To integrate an enhanced molecular diagnostic technique to develop and validate a machine-learning model for diagnosing sepsis.
We prospectively enrolled patients suspected of sepsis from August 2021 to August 2023. Various feature selection algorithms and machine learning models were used to develop the model. The best classifier was selected using 5-fold cross validation set and then was applied to assess the performance of the model in the testing set. Additionally, we employed the Shapley Additive exPlanations (SHAP) method to illustrate the effects of the features.

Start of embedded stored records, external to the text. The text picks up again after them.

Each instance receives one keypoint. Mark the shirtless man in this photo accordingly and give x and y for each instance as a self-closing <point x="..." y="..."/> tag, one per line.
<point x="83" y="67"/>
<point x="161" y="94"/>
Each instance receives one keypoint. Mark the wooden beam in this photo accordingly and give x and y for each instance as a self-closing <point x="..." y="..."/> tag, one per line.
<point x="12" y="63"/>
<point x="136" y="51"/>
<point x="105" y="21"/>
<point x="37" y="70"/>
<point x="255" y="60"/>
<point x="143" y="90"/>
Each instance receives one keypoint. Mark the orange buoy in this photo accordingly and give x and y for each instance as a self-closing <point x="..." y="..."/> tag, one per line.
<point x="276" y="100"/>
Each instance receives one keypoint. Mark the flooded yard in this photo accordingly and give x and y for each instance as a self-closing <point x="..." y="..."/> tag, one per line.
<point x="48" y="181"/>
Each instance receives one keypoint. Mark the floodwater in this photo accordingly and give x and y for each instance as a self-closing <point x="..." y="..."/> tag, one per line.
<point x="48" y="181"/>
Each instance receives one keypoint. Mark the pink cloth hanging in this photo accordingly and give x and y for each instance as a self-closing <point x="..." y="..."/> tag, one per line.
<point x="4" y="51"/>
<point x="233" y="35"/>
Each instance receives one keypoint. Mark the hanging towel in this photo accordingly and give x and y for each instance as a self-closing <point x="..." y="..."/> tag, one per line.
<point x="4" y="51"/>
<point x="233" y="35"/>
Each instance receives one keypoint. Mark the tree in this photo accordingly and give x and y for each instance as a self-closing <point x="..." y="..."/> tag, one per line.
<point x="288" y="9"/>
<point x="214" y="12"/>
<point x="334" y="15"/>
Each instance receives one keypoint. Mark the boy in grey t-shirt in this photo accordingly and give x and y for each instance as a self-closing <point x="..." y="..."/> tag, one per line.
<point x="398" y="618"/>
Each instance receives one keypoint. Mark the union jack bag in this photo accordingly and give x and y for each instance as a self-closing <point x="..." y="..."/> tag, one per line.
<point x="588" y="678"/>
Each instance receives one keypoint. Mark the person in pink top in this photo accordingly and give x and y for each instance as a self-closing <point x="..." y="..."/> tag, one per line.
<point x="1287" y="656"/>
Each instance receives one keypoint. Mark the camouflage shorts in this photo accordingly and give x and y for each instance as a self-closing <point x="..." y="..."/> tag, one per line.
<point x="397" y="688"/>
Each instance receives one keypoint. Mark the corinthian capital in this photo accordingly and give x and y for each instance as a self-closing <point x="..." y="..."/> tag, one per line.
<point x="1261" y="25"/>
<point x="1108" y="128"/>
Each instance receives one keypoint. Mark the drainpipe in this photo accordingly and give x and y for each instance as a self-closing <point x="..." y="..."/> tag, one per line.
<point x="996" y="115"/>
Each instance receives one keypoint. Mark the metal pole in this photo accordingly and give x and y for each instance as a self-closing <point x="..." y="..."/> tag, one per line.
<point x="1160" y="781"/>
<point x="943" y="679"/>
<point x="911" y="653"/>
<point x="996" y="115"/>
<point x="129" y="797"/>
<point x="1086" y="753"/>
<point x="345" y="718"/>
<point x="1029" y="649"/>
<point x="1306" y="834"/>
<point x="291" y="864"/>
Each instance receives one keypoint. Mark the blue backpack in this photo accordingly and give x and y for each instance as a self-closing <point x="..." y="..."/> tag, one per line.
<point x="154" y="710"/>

We established an optimized mNGS assay and proposed using the copies of microbe-specific cell-free DNA per milliliter of plasma (CPM) as the detection signal to evaluate the real burden, with strong precision and high accuracy. In total, 237 patients were eligible for participation, which were randomly assigned to either the training set (70 %, n = 165) or the testing set (30 %, n = 72). The random forest classifier achieved accuracy, AUC and F1 scores of 0.830, 0.918 and 0.856, respectively, outperforming other machine learning models in the training set. Our model demonstrated clinical interpretability and achieved good prediction performance in differentiating between bacterial sepsis and non-sepsis, with an AUC value of 0.85 and an average precision of 0.91 in the testing set. Based on the SHAP value, the top nine features of the model were PCT, CPM, CRP, ALB, SBPmin, RRmax, CREA, PLT and HRmax.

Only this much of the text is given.